Les masques chirurgicaux et les masques de protection N95 requièrent de nombreuses étapes de production relativement sophistiquées.
Photo: Wang Zhao Agence France-Presse Les masques chirurgicaux et les masques de protection N95 requièrent de nombreuses étapes de production relativement sophistiquées.

La pénurie mondiale de masques de protection est un simple problème d’offre et de demande que les pays ont compliqué en recourant au protectionnisme, mais qu’on ne devrait pas avoir à revivre, la prochaine fois, si l’on tire des leçons de la pandémie en cours.

Malgré leurs coûts modestes et leurs dehors tout simples, les masques chirurgicaux et les fameux masques de protection N95 requièrent de nombreuses étapes de production dont certaines relativement sophistiquées, explique une analyse sur le sujet dévoilée mardi par l’Organisation de coopération et développement économiques (OCDE). Principal goulot d’étranglement de la production, leur capacité de filtration repose notamment sur une microfibre électrifiée en polypropylène extrudé soufflé produite par un nombre restreint de grandes entreprises en raison du coût élevé de la machinerie nécessaire.

De plus, quelques pays seulement produisaient de tels masques lorsque la COVID-19 est survenue, dont la Chine avec la moitié de la production mondiale. Mais même avec une production quotidienne de 20 millions de masques, elle ne pouvait pas, au début, répondre à ses propres besoins de 240 millions de masques par jour. Depuis, la situation s’y est un peu calmée et la conversion d’autres usines a permis de multiplier la production nationale par dix, mais les besoins dans les autres pays touchés par la pandémie ont aussi été multipliés par dix.

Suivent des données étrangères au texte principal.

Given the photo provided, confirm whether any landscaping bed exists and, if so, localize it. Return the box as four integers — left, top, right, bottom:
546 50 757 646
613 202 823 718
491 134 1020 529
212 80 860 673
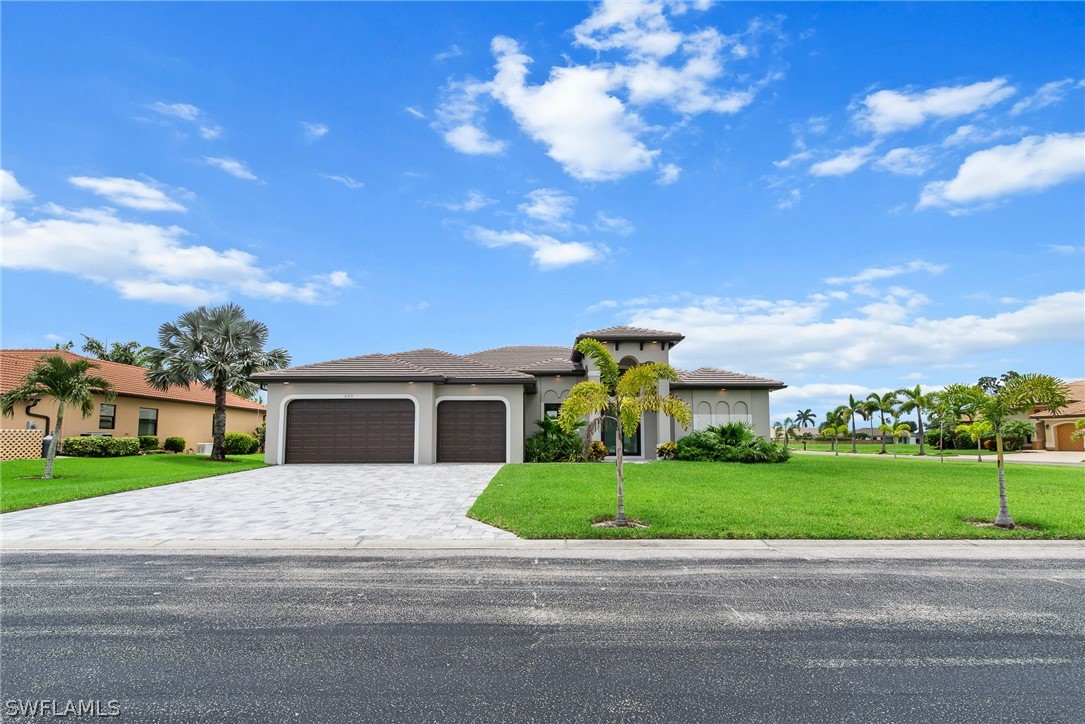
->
468 456 1085 539
0 455 265 512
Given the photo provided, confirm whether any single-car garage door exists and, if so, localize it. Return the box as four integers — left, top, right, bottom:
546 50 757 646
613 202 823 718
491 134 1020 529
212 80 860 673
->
285 399 414 462
437 399 507 462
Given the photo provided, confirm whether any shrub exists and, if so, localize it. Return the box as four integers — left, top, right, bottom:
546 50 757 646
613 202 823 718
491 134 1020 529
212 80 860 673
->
62 436 140 458
655 443 678 460
225 432 260 455
162 435 184 453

Loin d’arranger les choses, les barrières commerciales érigées par une quarantaine de pays pour protéger leurs maigres réserves n’ont fait que compliquer et ralentir la production mondiale.

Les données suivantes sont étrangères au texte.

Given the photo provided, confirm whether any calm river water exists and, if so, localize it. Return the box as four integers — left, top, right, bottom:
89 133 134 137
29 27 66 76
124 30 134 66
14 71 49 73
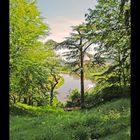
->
57 74 95 103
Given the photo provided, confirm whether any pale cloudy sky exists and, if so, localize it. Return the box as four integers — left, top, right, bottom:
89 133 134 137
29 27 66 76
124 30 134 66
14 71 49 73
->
37 0 97 42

Les leçons de cette histoire ? Les pays seraient fous d’essayer de se doter des capacités de production nécessaires pour répondre, en temps réel, à une explosion de la demande lors d’une prochaine pandémie, dit l’OCDE. Ils feraient mieux, à la place, de se doter de réserves stratégiques qu’ils pourraient même mettre en commun. Des ententes avec des usines pourraient aussi être conclues d’avance pour une conversion rapide de leur production en cas de besoin.

Et puis, au lieu de penser qu’on peut tout faire seul, on devrait convenir avec ses partenaires commerciaux des règles à suivre pour assurer la production la plus efficace et fiable possible.